Tunuslular gibi Mısır halkının da zaferlerini kutlamak ve güçlenme hissinin tadını çıkarmak için her nedenleri var; Mısır ve Tunus’ta iktidar devrinden, Ortadoğu’da siyasi dönüşüm sürecinden esinle cesarete gelmek için de ABD’nin her nedeni var. Barack Obama başkan olduğunda Kahire’ye gitti ve “tüm insanların belirli bazı şeylere hasret duyduğuna dair sarsılmaz bir inancı olduğunu” teyid etti: “Fikrini söylemek ve nasıl yönetileceği hususunda söz sahibi olmak; hukukun üstünlüğüne güven duymak ve hukukun eşit uygulanması; şeffaf ve halkından çalmayan yönetim; tercih ettiği gibi yaşama özgürlüğü. Bunlar, Amerikan fikirleri değil, insan haklarıdır ve bu yüzden de bunları her yerde destekleyeceğiz.” Söz konusu olan demokrasi yanlısı kuvvetler olduğunda, söylediklerimizle yaptıklarımız bir olsun.

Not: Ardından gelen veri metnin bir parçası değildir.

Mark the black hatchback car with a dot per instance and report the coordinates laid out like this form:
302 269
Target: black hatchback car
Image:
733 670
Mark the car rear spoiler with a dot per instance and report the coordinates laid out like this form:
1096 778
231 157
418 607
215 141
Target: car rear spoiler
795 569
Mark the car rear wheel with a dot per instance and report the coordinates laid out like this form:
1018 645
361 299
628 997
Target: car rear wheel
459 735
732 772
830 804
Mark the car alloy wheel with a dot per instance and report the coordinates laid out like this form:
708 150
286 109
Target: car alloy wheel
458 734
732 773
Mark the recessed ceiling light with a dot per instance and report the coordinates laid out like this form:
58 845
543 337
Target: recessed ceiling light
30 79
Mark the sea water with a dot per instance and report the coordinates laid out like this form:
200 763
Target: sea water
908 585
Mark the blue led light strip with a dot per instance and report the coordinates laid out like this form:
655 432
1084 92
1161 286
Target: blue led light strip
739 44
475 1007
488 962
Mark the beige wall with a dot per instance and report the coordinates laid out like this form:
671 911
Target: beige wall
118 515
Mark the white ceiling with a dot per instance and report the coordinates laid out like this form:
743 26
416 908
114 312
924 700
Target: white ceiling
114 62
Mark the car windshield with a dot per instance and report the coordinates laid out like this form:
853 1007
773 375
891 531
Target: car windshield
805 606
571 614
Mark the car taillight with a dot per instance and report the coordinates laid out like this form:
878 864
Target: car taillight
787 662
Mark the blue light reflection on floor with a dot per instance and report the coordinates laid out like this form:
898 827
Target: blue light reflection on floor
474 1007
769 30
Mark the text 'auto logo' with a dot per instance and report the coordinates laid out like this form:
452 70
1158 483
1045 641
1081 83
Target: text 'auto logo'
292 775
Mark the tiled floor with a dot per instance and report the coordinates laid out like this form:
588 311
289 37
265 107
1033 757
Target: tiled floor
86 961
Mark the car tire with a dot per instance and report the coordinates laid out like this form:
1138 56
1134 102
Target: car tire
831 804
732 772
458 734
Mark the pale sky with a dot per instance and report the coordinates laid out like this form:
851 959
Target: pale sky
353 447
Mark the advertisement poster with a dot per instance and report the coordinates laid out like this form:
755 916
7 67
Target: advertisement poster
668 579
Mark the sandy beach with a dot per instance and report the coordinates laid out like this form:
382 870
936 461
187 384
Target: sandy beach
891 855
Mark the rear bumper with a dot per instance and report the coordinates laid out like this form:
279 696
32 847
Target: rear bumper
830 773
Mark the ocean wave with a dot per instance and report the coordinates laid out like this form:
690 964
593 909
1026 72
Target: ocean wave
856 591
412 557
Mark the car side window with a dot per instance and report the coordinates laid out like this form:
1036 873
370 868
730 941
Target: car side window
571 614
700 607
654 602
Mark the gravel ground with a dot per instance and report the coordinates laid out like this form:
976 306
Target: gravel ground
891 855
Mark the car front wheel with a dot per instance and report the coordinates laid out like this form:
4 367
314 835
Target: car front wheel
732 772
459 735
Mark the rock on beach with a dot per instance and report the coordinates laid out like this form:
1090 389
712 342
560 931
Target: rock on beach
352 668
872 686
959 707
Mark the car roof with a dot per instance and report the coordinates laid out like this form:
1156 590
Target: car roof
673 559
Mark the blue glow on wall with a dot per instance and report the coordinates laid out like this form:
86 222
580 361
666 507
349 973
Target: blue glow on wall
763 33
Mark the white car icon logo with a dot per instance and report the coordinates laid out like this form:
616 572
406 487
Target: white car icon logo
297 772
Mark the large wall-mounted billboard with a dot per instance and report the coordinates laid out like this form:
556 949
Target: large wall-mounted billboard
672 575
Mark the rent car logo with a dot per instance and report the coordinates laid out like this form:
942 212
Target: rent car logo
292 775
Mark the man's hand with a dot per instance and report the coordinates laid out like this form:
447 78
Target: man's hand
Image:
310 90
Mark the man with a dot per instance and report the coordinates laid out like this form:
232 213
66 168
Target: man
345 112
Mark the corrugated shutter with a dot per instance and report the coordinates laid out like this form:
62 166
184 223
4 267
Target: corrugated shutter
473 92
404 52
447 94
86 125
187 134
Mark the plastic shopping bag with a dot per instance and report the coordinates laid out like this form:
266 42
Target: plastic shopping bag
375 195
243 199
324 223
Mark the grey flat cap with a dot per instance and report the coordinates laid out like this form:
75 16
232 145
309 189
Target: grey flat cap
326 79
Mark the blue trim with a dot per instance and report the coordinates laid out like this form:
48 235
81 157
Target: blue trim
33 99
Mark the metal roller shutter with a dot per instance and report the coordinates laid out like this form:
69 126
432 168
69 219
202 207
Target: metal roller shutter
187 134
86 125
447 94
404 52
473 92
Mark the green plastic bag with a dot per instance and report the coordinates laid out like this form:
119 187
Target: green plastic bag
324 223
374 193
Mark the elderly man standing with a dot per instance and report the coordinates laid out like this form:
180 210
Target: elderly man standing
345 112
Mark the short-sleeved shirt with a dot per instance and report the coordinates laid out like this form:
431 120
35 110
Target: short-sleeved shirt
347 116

Tunus’ta ve Mısır’da ortaya çıkan hükümetlerin ve reformcuların karşısında ulusal birlik hükümeti kurmak, demokratikleşmeyi destekleyen sivil kurumların ve değerlerin gelişmesine yardım etmek sûretiyle siyasi liberalleşmeye, sivil topluma ve insan haklarına bağlılık göstermek gibi zorlu işler olacak. Temel demokratik özgürlüklerin, fikir çeşitliliğinin, çok partili siyasi hayatın ve sivil toplum örgütlerinin politikalara ve eylemlere ne derece yansıdığı, alternatif sesleri ve siyasi vizyonları siyasi sisteme bir tehdit görmek yerine “sadık muhalefet” kavramının ne derece takdir gördüğü turnosol testi hükmündedir.